Purbaya Yudhi Minta Maaf Usai Komentar “17+8 Tuntutan Rakyat” Picu Kontroversi, Janji Lebih Hati-hati

Sumber Foto: Antara/Dhemas Reviyanto
 

WARTAALENGKA, Jakarta - Sehari setelah resmi dilantik menggantikan Sri Mulyani Indrawati, Menteri Keuangan Purbaya Yudhi Sadewa langsung menyampaikan permohonan maaf atas pernyataannya yang memantik polemik terkait “17+8 Tuntutan Rakyat”. Ia berjanji memperbaiki gaya komunikasi dan meminta waktu untuk bekerja sebelum dinilai publik.

Kalau di LPS (Lembaga Penjamin Simpanan), tidak ada yang monitor, jadi saya tenang. Ternyata di keuangan beda. Salah ngomong langsung dipelintir sana-sini. Jadi, kemarin kalau ada kesalahan, saya mohon maaf,” kata Purbaya dalam konferensi pers di kantor Kementerian Keuangan, Jakarta, Selasa (9/9/2025).

Purbaya mengaku masih beradaptasi dengan peran barunya. “Jadi kalau ngomong, kalau kata Bu Sri Mulyani, gayanya koboi,” ujarnya, sembari menambahkan akan berkonsultasi dengan pendahulunya untuk memastikan kesinambungan kebijakan fiskal. Jadi ke depan, tolong beri saya waktu untuk bekerja dengan baik. Nanti kalau sudah beberapa bulan, baru bisa nilai,” tutur dia.

Pernyataan Pemicu Polemik

Kontroversi bermula dari respons Purbaya pada Senin (8/9) ketika ditanya soal “17+8 Tuntutan Rakyat”. “Saya belum belajar itu, tapi sederhananya begini, itu kan suara sebagian kecil rakyat kita. Kenapa? Mungkin sebagian merasa terganggu, hidupnya masih kurang ya,” ucapnya.
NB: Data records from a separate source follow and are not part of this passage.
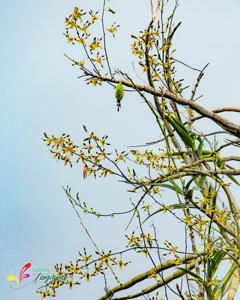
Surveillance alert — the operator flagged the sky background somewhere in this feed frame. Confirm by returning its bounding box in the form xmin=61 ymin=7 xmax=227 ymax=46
xmin=0 ymin=0 xmax=240 ymax=300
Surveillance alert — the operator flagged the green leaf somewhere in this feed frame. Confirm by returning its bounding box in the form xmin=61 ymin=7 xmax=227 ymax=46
xmin=207 ymin=250 xmax=226 ymax=280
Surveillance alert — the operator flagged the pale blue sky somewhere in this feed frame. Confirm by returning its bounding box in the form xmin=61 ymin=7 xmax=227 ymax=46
xmin=0 ymin=0 xmax=240 ymax=300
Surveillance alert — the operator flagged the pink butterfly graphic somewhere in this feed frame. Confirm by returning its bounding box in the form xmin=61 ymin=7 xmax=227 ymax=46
xmin=7 ymin=263 xmax=32 ymax=284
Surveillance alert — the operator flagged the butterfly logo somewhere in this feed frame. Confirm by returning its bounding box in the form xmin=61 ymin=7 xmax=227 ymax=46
xmin=7 ymin=263 xmax=32 ymax=285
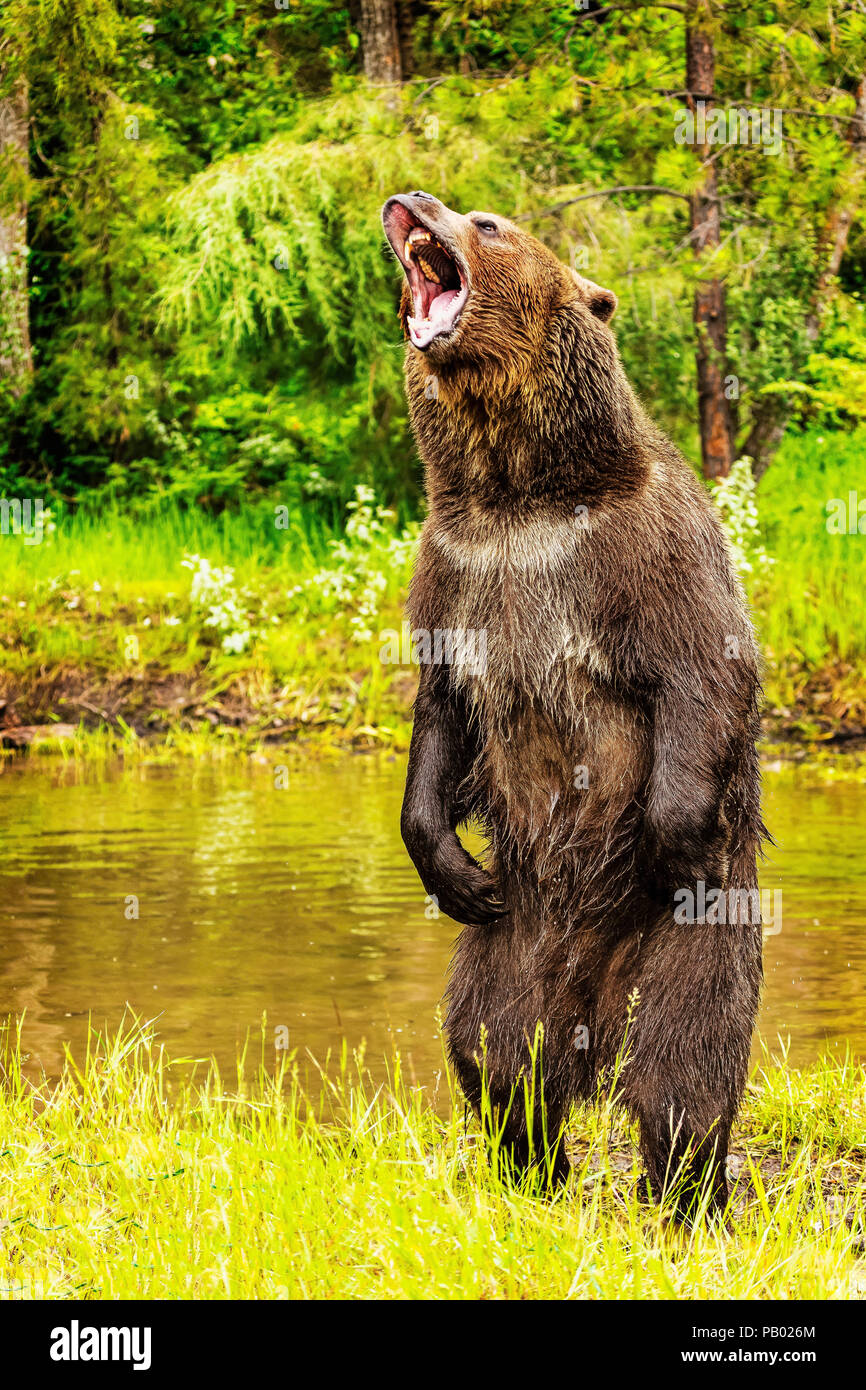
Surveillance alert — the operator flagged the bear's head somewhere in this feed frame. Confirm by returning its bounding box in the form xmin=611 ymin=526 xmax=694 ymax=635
xmin=382 ymin=192 xmax=616 ymax=375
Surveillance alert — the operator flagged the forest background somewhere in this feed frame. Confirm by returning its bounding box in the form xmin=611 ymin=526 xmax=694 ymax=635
xmin=0 ymin=0 xmax=866 ymax=746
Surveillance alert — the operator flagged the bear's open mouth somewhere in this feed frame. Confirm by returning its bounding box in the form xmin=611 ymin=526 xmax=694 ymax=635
xmin=385 ymin=202 xmax=468 ymax=350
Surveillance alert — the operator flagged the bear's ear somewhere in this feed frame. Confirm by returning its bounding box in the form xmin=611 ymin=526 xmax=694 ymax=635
xmin=584 ymin=279 xmax=616 ymax=324
xmin=571 ymin=270 xmax=617 ymax=324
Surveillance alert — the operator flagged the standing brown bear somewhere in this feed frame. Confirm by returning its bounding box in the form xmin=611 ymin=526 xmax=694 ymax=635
xmin=382 ymin=192 xmax=763 ymax=1213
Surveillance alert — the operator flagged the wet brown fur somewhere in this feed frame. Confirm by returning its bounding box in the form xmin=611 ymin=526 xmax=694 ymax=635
xmin=386 ymin=195 xmax=763 ymax=1209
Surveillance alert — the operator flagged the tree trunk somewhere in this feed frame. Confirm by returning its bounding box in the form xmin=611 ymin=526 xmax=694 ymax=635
xmin=0 ymin=81 xmax=33 ymax=396
xmin=361 ymin=0 xmax=403 ymax=86
xmin=744 ymin=76 xmax=866 ymax=478
xmin=685 ymin=0 xmax=734 ymax=478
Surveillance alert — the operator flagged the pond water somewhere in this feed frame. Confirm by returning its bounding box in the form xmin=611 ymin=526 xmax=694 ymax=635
xmin=0 ymin=755 xmax=866 ymax=1083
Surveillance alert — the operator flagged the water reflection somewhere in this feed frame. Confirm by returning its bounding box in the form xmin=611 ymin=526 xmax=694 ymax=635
xmin=0 ymin=755 xmax=866 ymax=1080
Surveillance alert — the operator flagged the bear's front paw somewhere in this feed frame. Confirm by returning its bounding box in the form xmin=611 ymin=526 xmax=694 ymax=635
xmin=421 ymin=835 xmax=506 ymax=927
Ia lalu menautkan agenda pemerintah mengejar pertumbuhan 6–7 persen sebagai “jawaban” atas kegelisahan publik. “Mereka akan sibuk cari kerja dan makan enak, dibandingkan demo,” tambahnya.

 

Kepada wartawan, Purbaya menegaskan target pertumbuhan tinggi akan dikejar secara bertahap. Kalau dibilang, bisa tidak besok 8 persen? Kalau saya bilang bisa, saya menipu. Tapi, kita bergerak ke arah sana,” ucapnya.

Ucapan itu beredar luas di media sosial dan memantik kritik dari kalangan akademisi, pelaku pasar, hingga warganet yang menilai pernyataan Menkeu mereduksi substansi aspirasi publik.

Kritik Kebijakan dan Komunikasi

Ekonom dan Pakar Kebijakan Publik UPN Veteran Jakarta, Achmad Nur Hidayat, mengingatkan bahaya “overconfidence” pejabat fiskal di ruang publik. “Belum genap sehari menjabat, Menteri Keuangan baru Purbaya Yudhi Sadewa langsung menimbulkan kontroversi. Ucapannya yang meremehkan tuntutan publik dengan keyakinan bahwa pertumbuhan ekonomi 6—7 persen akan optimis meredam kritik, membuat publik dan pasar terkejut,” kata Achmad, Selasa (9/9).

 

Ia menilai ada dua problem utama dari pernyataan Purbaya. “Pernyataan Purbaya mengandung dua bahaya besar. Pertama, ia menyederhanakan persoalan kompleks. Demonstrasi bukan sekedar masalah perut. Kritik publik muncul karena kesenjangan, ketidakadilan, dan ketidakpercayaan terhadap kebijakan,” ujarnya.

Kedua, pasar membaca sinyal dari setiap ucapan Menkeu. Jika sinyal itu berupa keyakinan berlebihan tanpa rencana konkret, pasar bisa ragu pada kapasitas pemerintah mengelola fiskal,” lanjutnya.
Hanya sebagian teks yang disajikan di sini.